Algumas noites mais tarde, me encontrei com este “ayahuasquero” no tablado de uma
casa silenciosa, rodeada pelos sons da floresta. Ele administrou a ayahuasca, que é
uma infusão amarga, então, após um longo silêncio, ele começou a cantar na
escuridão, refrões de sons incompreensíveis e melodias levemente dissonantes.
Imagens apareceram na minha mente, e rapidamente me encontrei rodeado por
enormes serpentes fluorescentes de 13 metros de comprimento por um metro de
altura, realmente arrepiante, que começaram a conversar comigo por meio de uma
linguagem mental, contando-me coisas consideradas dolorosas a meu respeito.
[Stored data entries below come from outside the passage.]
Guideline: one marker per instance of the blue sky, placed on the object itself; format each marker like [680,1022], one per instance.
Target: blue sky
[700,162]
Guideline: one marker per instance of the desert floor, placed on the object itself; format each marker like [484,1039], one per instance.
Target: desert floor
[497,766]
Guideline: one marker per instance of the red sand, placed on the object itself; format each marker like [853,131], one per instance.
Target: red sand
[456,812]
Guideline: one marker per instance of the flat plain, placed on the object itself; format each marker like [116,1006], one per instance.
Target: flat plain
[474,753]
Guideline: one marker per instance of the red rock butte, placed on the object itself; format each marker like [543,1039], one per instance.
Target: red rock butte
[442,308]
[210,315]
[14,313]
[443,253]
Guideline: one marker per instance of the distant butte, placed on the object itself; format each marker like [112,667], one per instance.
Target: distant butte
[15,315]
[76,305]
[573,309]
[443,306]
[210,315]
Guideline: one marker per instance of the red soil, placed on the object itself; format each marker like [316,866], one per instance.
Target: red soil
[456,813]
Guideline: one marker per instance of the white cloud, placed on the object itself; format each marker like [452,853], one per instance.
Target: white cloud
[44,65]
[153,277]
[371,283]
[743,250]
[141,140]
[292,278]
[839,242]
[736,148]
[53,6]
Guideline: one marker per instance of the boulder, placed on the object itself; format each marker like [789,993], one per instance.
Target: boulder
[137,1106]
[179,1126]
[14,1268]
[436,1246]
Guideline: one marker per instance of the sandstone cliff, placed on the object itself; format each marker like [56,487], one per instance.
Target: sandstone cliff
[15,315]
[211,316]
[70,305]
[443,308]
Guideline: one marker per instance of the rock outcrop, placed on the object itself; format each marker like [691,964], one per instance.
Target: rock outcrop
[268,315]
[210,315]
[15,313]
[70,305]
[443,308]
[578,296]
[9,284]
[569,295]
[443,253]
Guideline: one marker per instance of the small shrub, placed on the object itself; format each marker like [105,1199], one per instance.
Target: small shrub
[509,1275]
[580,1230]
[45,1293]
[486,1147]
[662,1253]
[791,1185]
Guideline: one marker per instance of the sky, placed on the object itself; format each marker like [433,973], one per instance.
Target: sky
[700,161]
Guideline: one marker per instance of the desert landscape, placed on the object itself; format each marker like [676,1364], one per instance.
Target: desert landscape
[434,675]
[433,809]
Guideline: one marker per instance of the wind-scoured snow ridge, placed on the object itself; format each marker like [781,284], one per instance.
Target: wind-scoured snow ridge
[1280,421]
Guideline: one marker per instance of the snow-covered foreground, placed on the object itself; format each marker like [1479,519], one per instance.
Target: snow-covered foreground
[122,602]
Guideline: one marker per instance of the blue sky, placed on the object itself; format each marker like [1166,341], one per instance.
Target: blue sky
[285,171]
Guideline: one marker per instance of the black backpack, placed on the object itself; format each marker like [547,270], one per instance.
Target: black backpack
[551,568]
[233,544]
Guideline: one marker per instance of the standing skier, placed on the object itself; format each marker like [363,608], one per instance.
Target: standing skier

Elas
disseram, você é apenas uma existência humana, uma sensível existência humana. Eu
pude ver, olhando para elas, que estavam certas , que minha perspectiva materialista
possuía limites, iniciando pela pressuposição de que meus olhos mostravam-me coisas
que não existiam. E, pude ver que minha visão de mundo possuía uma arrogância
abismal, fazendo-me cair para frente de joelhos. Então, tive que vomitar – em
ashaninca, a palavra ayahuasca é kamárampi, do verbo kamarank, vomitar. A palavra
também significa cobra. Logo, me levantei, caminhei sobre as cobras fluorescentes, e
vomitei colorido, então me encontrei na escuridão, e transpus meu corpo acima do
planeta, que não era azul, sim branco, e coberto de gelo. Mas, assim que o xamã
mudou sua canção, eu retornei ao meu corpo, e vi centenas de milhares de imagens,
como veias de uma mão humana que lembravam imagens de sulcos de uma folha
verde; elas pareciam iguais. Havia muitas imagens, era difícil lembrar-me de todas
elas. Era como estar dentro de uma máquina de lavar.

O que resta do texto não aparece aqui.